Di samping itu, Agus memaparkan solusi yang dirumuskan pihaknya meliputi penyiapan insentif impor bahan baku industri dari Timur Tengah. Hal ini lantaran potensi gangguan suplai bahan baku industri, khususnya sektor industri kimia hulu yang mengimpor sebagian besar bahan baku dari kawasan tersebut.
Baca Juga
"Relaksasi impor bahan baku tertentu juga dibutuhkan untuk kemudahan memperoleh bahan baku, mengingat negara-negara lain juga berlomba mendapatkan supplier alternatif untuk memenuhi kebutuhan bahan baku industrinya," jelasnya.
Tak hanya itu, Kemenperin juga akan mempercepat langkah-langkah pendalaman, penguatan,maupun penyebaran struktur industri, yang bertujuan untuk segera meningkatkan program substitusi impor.
Pasalnya, menurut dia, hal teraebut perlu didukung dengan memperketat ketentuan Tingkat Komponen Dalam Negeri (TKDN) untuk mengantisipasi excess trade diversion dari negara lain ke Indonesia.
"Artinya, Kementerian/Lembaga harus lebih disiplin dalam pengadaan belanja barang dan jasa dengan menggunakan Produk Dalam Negeri," terangnya.
Lebih lanjut, dia menilai kondisi ini juga merupakan momen yang tepat bagi industri untuk mendapatkan kepastian keberlanjutan implementasi kebijakan Harga Gas Bumi Tertentu (HGBT).
Konflik Timur Tengah berisiko memicu peningkatan harga energi dapat berpengaruh terhadap menurunnya produktivitas dan daya saing subsektor industri. Maka, kebijakan HGBT sangat diperlukan untuk meningkatkan daya saing produksi.

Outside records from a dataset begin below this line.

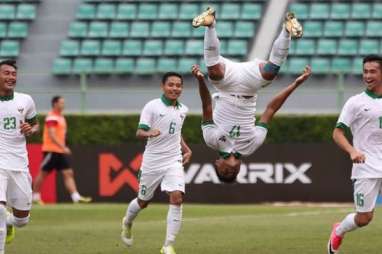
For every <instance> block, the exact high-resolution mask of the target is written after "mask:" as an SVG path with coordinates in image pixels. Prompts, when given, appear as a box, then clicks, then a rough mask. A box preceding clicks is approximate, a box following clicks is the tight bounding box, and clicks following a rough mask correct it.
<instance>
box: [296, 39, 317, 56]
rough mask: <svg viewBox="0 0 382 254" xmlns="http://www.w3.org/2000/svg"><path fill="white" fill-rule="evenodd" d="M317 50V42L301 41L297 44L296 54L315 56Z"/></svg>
mask: <svg viewBox="0 0 382 254" xmlns="http://www.w3.org/2000/svg"><path fill="white" fill-rule="evenodd" d="M315 50H316V46H315V41H314V40H311V39H305V40H299V41H297V43H296V49H295V51H294V54H296V55H314V53H315Z"/></svg>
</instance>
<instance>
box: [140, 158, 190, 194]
mask: <svg viewBox="0 0 382 254" xmlns="http://www.w3.org/2000/svg"><path fill="white" fill-rule="evenodd" d="M159 184H160V186H161V190H162V191H166V192H173V191H181V192H183V193H185V185H186V181H185V175H184V168H183V165H182V163H176V164H174V165H173V166H171V167H169V168H168V169H165V170H160V171H151V172H150V170H145V169H142V171H141V176H140V179H139V192H138V198H139V199H140V200H144V201H149V200H151V199H152V198H153V196H154V192H155V190H156V189H157V188H158V186H159Z"/></svg>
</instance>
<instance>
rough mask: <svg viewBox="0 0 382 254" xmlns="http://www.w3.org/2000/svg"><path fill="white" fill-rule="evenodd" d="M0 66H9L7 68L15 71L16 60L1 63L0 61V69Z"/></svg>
mask: <svg viewBox="0 0 382 254" xmlns="http://www.w3.org/2000/svg"><path fill="white" fill-rule="evenodd" d="M2 65H9V66H12V67H13V68H15V69H16V70H17V66H16V60H12V59H6V60H2V61H0V67H1V66H2Z"/></svg>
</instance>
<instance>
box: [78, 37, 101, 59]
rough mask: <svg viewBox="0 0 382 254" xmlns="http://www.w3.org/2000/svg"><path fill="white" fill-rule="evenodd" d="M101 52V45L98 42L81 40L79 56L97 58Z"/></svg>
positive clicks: (95, 40) (99, 42) (93, 40)
mask: <svg viewBox="0 0 382 254" xmlns="http://www.w3.org/2000/svg"><path fill="white" fill-rule="evenodd" d="M100 52H101V43H100V41H98V40H83V41H82V45H81V55H83V56H97V55H99V54H100Z"/></svg>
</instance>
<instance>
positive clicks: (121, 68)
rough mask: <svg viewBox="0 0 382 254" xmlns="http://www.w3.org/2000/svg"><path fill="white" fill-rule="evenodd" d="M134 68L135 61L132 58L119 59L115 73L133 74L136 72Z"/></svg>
mask: <svg viewBox="0 0 382 254" xmlns="http://www.w3.org/2000/svg"><path fill="white" fill-rule="evenodd" d="M134 68H135V66H134V59H132V58H118V59H117V60H116V61H115V68H114V71H115V72H116V73H119V74H123V73H132V72H133V71H134Z"/></svg>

Transaski bilateral dengan menggunakan mata uang lokal (Local Currency Transaction) juga mesti dilakukan Indonesia dengan negara mitra. Artinya, RI dan negara mitra dapat membayar atau menerima dalam mata uang lokal tanpa dolar AS.

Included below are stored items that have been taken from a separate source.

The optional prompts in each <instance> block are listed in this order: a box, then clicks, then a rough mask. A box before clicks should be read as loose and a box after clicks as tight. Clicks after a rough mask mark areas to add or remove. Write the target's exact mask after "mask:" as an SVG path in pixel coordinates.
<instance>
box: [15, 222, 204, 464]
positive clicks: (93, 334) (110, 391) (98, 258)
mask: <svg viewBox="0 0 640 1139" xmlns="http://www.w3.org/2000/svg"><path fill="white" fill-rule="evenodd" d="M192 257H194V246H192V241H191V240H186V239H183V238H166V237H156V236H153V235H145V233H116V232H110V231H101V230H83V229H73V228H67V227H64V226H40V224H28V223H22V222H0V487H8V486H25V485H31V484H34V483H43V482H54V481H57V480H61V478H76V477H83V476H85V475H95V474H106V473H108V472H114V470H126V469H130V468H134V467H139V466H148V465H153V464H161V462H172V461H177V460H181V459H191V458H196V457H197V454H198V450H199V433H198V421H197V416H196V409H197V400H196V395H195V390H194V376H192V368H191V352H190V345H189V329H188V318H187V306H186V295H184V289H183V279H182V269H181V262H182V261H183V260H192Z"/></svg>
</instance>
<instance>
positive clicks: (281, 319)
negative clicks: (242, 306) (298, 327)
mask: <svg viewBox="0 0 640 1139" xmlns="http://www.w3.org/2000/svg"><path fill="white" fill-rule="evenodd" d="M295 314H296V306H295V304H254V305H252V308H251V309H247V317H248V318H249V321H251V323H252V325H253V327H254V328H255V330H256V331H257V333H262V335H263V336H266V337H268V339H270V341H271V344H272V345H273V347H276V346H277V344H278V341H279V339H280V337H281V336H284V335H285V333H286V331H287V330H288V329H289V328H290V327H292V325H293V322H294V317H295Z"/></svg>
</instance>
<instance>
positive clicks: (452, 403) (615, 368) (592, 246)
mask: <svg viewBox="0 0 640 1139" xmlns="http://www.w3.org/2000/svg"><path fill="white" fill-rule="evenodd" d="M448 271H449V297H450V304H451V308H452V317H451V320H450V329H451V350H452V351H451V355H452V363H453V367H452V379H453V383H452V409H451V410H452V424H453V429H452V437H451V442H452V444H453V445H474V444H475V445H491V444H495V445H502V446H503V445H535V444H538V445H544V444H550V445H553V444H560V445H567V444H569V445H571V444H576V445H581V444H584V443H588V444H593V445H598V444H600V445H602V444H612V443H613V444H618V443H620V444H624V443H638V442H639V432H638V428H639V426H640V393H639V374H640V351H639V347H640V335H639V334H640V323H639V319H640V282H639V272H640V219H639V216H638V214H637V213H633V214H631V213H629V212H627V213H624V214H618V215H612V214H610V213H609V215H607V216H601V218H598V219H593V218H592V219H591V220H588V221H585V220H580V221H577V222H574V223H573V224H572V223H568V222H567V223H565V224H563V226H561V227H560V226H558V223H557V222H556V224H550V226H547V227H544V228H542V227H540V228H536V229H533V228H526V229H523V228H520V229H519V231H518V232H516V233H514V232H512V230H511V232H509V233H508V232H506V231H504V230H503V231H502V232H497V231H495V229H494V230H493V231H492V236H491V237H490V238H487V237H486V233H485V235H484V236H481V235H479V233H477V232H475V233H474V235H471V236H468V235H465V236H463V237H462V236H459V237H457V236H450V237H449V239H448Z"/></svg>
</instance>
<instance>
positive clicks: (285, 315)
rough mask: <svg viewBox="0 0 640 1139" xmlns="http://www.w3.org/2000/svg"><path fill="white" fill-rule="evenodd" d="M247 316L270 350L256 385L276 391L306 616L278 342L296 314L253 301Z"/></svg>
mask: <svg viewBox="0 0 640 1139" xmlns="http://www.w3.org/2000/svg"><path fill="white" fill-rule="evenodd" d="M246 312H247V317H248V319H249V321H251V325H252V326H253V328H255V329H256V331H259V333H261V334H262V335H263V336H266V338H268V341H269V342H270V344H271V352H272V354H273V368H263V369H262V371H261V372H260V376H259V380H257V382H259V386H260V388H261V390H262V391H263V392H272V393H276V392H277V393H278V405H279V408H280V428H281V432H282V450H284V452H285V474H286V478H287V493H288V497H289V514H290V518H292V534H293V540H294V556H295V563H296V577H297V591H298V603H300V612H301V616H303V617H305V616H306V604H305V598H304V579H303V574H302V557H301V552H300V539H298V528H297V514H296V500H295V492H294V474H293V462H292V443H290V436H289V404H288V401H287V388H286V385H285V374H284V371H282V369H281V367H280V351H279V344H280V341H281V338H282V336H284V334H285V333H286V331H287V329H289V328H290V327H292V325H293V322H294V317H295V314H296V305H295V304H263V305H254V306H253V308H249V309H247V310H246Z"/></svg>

"Langkah ini untuk mengurangi ketergantungan terhadap hard currencies, terutama USD, mengingat skala ekonomi dan volume perdagangan antar negara Asia terus meningkat, juga untuk meningkatkan stabilitas nilai tukar Rupiah,” ungkapnya.
Selain itu, upaya memperbaiki performa sektor logistik untuk mendukung pertumbuhan sektor industri juga perlu ditempuh.
Di sisi lain, Agus juga menyoroti rasio pinjaman produktif di RI yang lebih rendah dibandingkan pinjaman konsumtif yang menunjukkan perlunya kemudahan memperoleh kredit untuk industri.
Bila melihat kondisi di Tiongkok, kredit lebih banyak mengalir ke sektor produksi dibandingkan ke konsumsi. Agus berharap rasio kredit di Indonesia juga dapat bergeser dan didominasi oleh kredit produksi, sehingga industri bisa semakin berkembang.